Systematic Identification of Novel Cancer Genes through Analysis of Deep shRNA Perturbation Screens

2019 
Abstract Background Systematic perturbation screens provide comprehensive resources for the elucidation of cancer driver genes, including rarely mutated genes that are missed by approaches focused on frequently mutated genes and driver genes for which the basis for oncogenicity is non-genetic. The perturbation of many genes in relatively few cell lines in such functional screens necessitates the development of specialized computational tools with sufficient statistical power. Results Here we developed APSiC (Analysis of Perturbation Screens for identifying novel Cancer genes) that can identify genetic and non-genetic drivers even with a limited number of samples. Applying APSiC to the large-scale deep shRNA screen Project DRIVE, APSiC identified well-known, pan-cancer genetic drivers, novel putative genetic drivers known to be dysregulated in specific cancer types and the context dependency of mRNA-splicing between cancer types. Additionally, APSiC discovered a median of 28 and 35 putative non-genetic oncogenes and tumor suppressor genes, respectively, for individual cancer types, including genes involved in genome stability maintenance and cell cycle.

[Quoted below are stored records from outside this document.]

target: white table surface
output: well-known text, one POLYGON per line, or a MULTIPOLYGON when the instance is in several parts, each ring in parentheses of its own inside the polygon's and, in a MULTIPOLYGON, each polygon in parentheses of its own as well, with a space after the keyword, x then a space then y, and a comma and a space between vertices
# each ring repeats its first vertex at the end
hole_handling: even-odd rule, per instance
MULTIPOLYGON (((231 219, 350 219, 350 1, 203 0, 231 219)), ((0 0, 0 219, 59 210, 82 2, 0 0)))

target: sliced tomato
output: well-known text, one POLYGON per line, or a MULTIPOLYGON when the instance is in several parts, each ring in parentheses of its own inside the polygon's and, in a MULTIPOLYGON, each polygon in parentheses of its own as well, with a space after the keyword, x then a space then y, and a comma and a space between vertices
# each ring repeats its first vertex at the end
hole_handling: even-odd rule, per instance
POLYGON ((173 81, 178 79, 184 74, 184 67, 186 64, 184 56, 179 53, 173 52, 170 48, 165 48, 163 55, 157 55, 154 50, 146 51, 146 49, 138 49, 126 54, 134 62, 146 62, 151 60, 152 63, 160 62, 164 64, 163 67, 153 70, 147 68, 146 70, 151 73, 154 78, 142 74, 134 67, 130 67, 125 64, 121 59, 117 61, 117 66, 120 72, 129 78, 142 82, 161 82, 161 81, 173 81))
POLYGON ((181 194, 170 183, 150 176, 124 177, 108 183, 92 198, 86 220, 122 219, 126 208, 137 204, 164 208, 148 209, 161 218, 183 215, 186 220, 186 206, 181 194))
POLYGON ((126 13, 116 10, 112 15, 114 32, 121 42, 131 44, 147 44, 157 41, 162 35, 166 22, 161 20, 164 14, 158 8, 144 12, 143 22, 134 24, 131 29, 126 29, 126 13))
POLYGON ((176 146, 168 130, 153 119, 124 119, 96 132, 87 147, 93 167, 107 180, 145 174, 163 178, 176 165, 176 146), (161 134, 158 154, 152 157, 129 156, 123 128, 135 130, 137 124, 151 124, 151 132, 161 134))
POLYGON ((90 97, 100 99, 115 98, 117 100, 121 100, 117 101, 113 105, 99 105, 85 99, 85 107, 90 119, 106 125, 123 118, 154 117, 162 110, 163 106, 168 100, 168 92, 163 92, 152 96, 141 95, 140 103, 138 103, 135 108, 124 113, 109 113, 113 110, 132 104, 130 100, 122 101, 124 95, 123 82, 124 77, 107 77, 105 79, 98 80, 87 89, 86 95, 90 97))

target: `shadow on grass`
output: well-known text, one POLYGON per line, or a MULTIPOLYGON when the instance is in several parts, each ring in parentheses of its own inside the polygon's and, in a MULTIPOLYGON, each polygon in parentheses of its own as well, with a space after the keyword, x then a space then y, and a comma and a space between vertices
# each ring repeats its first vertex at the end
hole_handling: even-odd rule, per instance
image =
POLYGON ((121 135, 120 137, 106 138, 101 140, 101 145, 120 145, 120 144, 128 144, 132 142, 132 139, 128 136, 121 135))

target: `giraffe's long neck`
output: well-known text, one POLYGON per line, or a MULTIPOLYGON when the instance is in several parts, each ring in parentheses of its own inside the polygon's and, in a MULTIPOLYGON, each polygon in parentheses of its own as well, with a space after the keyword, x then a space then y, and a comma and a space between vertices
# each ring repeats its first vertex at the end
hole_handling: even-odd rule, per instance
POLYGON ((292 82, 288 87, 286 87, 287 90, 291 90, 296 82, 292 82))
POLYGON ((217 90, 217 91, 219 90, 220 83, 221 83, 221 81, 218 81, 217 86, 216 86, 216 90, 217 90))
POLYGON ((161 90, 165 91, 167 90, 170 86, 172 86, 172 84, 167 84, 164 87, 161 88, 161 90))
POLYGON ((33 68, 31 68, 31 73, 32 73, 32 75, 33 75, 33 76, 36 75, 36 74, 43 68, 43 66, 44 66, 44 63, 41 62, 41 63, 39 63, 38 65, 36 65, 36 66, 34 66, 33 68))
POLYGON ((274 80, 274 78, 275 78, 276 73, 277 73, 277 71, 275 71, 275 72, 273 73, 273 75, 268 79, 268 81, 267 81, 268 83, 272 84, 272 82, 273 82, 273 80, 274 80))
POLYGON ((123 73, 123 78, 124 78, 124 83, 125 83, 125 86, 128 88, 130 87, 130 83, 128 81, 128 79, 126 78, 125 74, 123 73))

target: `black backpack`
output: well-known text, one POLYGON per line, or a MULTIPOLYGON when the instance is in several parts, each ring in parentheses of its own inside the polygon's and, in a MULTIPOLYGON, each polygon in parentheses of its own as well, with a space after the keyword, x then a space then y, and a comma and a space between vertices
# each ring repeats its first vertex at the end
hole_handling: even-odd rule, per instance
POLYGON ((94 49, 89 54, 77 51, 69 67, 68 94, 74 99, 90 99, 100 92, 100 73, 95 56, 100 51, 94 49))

We functionally demonstrated that LRRC4B, a putative non-genetic tumor suppressor gene that has not previously been associated with carcinogenesis, suppresses proliferation by delaying cell cycle and modulates apoptosis in breast cancer. Conclusion We demonstrate APSiC is a robust statistical framework for discovery of novel cancer genes through analysis of large-scale perturbation screens. The analysis of DRIVE using APSiC is provided as a web portal and represents a valuable resource for the discovery of novel cancer genes.